Hardware and Embedded Systems Security

Implementation of Symmetric Cryptography

Block Ciphers

Encrypts fixed block size (n in bits) plaintext (p) to fixed block size (n) ciphertext (c) using a key (k) of fixed size (m)
Examples:

Block Cipher	n	m
AES-128	128	128
DES	64	56
3DES (Encrypt-Decrypt-Encrypt)	64	112 or 168
PRESENT	64	80 or 128

Round Function

Block ciphers are usually iterated ciphers (a round function is applied many times to map to ciphertext)
Round function operates on state of cipher
- State usually initialised with plaintext
In a round (i), a round key (k_i) enters the function with the current state (s_i)
The final state is the ciphertext

Building Blocks

Diffusion: change in single single input bit affects all output bits with 50% probability
Confusion: relationship between input and output is "sufficiently complex"
Key addition: key is combined with the state through addition-like op, e.g.

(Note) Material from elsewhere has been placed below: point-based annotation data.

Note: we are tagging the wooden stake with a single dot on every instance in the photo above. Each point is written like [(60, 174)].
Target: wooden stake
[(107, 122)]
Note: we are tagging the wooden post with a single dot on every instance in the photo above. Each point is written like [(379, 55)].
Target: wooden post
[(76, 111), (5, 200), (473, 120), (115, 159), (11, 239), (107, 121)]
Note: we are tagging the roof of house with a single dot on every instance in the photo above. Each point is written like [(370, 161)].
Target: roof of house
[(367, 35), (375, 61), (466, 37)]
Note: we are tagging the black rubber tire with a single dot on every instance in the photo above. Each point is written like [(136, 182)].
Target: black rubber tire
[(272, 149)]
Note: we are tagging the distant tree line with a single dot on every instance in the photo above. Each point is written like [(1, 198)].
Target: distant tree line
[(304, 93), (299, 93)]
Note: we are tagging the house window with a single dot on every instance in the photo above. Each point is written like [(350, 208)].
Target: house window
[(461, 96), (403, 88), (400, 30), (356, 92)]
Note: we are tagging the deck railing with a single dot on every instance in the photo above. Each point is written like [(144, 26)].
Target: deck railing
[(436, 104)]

XOR
S-Box: substitution box providing a non-linear mapping over small no. of bits e.g. 8-to-8 or 6-to-4
- Provides confusion
- DES has many seemingly random S-boxes
- AES has one algebraic structure S-box
Permutation: permutation providing a linear mapping such that S-box output affects many S-box inputs in next round.
- Provides diffusion
- DES has bitwise permutations
- AES has bytewise/wordwise operations

PRESENT Pseudocode

n = 64, m = 80
addRoundKey: bitwise XOR of state s and round key k_i
sboxLayer: 4-to-4 PRESENT S-Box to state in groups of 4 bits
- 64 / 4 = 16 times S-Box applied
- Storing a-to-b table requires b * 2^a bits
pLayer: bitwise permutation
- bit at pos j is permuted to new position:
- bit 0 to pos 0, 1 to 16, 2 to 32, etc.

Bitwise Operations in C

getbit: return (word >> bit) & 0x1
setbit: *word |= (1 << bit)
clrbit: *word &= ~(1 << bit)

S-Box Layer Optimisations

Normally implemented as a lookup table, so usually fast
(Time) Can merge multiple S-Boxes to one lookup table e.g. 2x 4-to-4 -> 1x 8-to-8
(Time) Can load S-Box into RAM
(Memory) Can have smaller S-Box and lookup lower and upper nibble
- Likely will cause additional time overhead
Implement S-Box as combinatorial logic
- Each output bit is represented by a boolean expression on input bits

Permutation Layer Optimisations

Permutations on byte level usually faster in software than bitwise
- Architectures don't always have bitwise operations
Bitwise permutations may be faster on hardware-based implementations

Table-based Software Optimisations

Combine S-Box and permutation layer
- In PRESENT, instead of 4-to-4 bit, we use 4-to-64
- Table size expands linearly e.g. 64 * 2⁴ = (b * 2^a)
- Linear expansion raises fewer memory concerns

Example (saving 4 write ops to the state):

// Apply S−Box
for (uint8t i = 0 ; i < 4 , i ++) {
  s[i] = sbox[s[i]];
}

// Permute bytes 0, 1, 2, 3 −> 2, 3, 1, 0
const uint8 t tmp = s[0];
s[0] = s[2];
s[2] = s[1];
s[1] = s[3];
s[3] = tmp;

vs

// Permute bytes 0, 1, 2, 3 −> 2, 3, 1, 0 and apply S−Box
const uint8t tmp = s[0];
s[0] = sbox[s[2]];
s[2] = sbox[s[1]];
s[1] = sbox[s[3]];
s[3] = sbox[tmp];

Minor effect with byte-oriented permutations (ShiftRows in AES)
Cannot be applied directly to bitwise permutations since each S-Box output affects many bytes

Creating the Larger Table (PRESENT S-Box Example)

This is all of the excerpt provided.